The mean and variance of 7 observations are 8 and 16, respectively.

Let the remaining two observations be x and y.

The observations are 2, 4, 10, 12, 14, x, y.

\( Mean,\overline{X}=\dfrac{2+4+10+12+14+x+y}{7}\)

= 8

= 56 + 42 + x + y

= x + y =14 ….............(1)

Variance = \( \dfrac{1}{n} \displaystyle\sum_{i=1}^{n} f_i (x_i-\overline {x} )^2 \)

16 = \( \dfrac{1}{7}[(-6)^2 + (-4)^2+(2)^2+(4)^2+(6)^2+x^2\)

\(+y^2 -2\times 8(x+y)+2\times (8)^2]\)

By using equation (i) substiute 14 instead of (x+y)

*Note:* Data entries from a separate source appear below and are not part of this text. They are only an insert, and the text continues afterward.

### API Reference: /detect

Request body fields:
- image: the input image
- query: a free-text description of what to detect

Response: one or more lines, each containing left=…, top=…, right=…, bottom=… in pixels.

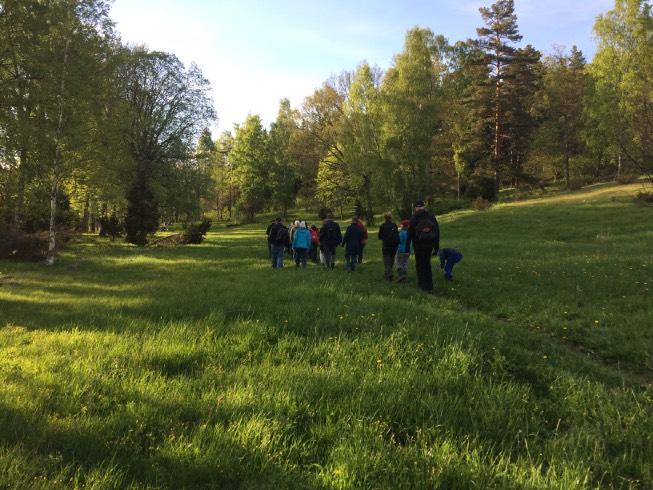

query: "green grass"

left=0, top=182, right=653, bottom=489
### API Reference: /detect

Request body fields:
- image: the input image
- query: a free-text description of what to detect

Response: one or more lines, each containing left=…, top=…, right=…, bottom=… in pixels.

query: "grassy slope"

left=0, top=182, right=653, bottom=489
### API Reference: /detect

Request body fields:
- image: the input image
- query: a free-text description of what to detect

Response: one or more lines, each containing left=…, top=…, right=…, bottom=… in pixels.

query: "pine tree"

left=476, top=0, right=522, bottom=194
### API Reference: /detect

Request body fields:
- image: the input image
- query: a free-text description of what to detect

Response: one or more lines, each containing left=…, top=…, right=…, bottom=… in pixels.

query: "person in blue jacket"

left=438, top=248, right=463, bottom=281
left=342, top=218, right=363, bottom=272
left=397, top=219, right=411, bottom=282
left=292, top=221, right=311, bottom=267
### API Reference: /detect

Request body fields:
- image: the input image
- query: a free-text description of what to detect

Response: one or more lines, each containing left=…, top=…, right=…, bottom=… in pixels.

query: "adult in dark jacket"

left=265, top=218, right=281, bottom=258
left=271, top=223, right=290, bottom=269
left=408, top=201, right=440, bottom=291
left=320, top=215, right=342, bottom=269
left=356, top=218, right=369, bottom=264
left=379, top=213, right=399, bottom=281
left=342, top=218, right=363, bottom=271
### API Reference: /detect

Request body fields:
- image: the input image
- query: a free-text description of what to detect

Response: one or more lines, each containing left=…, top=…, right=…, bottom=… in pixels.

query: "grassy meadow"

left=0, top=185, right=653, bottom=490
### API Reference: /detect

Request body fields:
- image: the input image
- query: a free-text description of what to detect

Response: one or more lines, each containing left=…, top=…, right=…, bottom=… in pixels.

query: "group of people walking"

left=266, top=201, right=462, bottom=291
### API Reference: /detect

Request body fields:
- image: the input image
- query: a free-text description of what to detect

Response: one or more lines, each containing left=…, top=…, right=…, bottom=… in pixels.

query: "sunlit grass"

left=0, top=182, right=653, bottom=489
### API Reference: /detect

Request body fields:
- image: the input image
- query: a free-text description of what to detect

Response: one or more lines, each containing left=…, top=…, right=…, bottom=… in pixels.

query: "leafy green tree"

left=229, top=115, right=273, bottom=222
left=296, top=80, right=346, bottom=199
left=538, top=46, right=590, bottom=188
left=589, top=0, right=653, bottom=183
left=213, top=131, right=238, bottom=219
left=338, top=63, right=383, bottom=225
left=122, top=49, right=214, bottom=246
left=316, top=150, right=355, bottom=219
left=269, top=99, right=299, bottom=217
left=381, top=28, right=445, bottom=210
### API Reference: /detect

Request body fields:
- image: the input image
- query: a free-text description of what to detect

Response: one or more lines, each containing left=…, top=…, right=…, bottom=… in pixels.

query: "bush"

left=614, top=173, right=639, bottom=184
left=0, top=226, right=48, bottom=262
left=472, top=196, right=492, bottom=211
left=635, top=192, right=653, bottom=205
left=182, top=219, right=211, bottom=245
left=317, top=207, right=333, bottom=219
left=431, top=199, right=470, bottom=215
left=465, top=175, right=498, bottom=202
left=567, top=177, right=585, bottom=191
left=100, top=215, right=124, bottom=240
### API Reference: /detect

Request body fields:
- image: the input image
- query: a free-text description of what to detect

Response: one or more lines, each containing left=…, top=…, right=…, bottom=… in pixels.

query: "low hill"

left=0, top=185, right=653, bottom=489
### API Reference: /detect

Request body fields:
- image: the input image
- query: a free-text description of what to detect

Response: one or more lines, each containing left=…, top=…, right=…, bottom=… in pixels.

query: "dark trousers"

left=345, top=255, right=359, bottom=272
left=444, top=255, right=463, bottom=279
left=295, top=248, right=308, bottom=267
left=415, top=247, right=433, bottom=291
left=383, top=253, right=395, bottom=281
left=272, top=243, right=286, bottom=269
left=322, top=244, right=336, bottom=269
left=308, top=243, right=318, bottom=263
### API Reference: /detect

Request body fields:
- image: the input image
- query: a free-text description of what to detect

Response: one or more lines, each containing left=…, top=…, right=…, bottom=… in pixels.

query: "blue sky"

left=112, top=0, right=614, bottom=132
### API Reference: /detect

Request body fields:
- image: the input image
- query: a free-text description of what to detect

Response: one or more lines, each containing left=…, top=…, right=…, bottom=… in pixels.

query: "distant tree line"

left=0, top=0, right=214, bottom=256
left=214, top=0, right=653, bottom=221
left=0, top=0, right=653, bottom=258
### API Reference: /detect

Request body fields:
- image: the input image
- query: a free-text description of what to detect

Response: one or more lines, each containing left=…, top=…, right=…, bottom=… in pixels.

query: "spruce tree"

16=\( \dfrac{1}{7}[36 + 16+4+(16)+36+x+y\)

\( -16(14)+2(64)]\)

16 = \( \dfrac{1}{7}[12+x^2+y^2]\)

= x²+y² = 112 - 12

= x²+y² = 100 ....................(2)

From (1), we obtain

x²+y² +2xy = 196 ....................(3)

From (2) and (3), we obtain
2xy = 196 – 100

2xy = 96 ............................(4)

Subtracting (4) from (2), we obtain

x²+y²-2xy = 100-96

= (x-y)² = 4

= x-y = ± 2 ......................(5)

Therefore, from (1) and (5), we obtain

x = 8 and y = 6 when x – y = 2

x = 6 and y = 8 when x – y = – 2

Thus, the remaining observations are 6 and 8.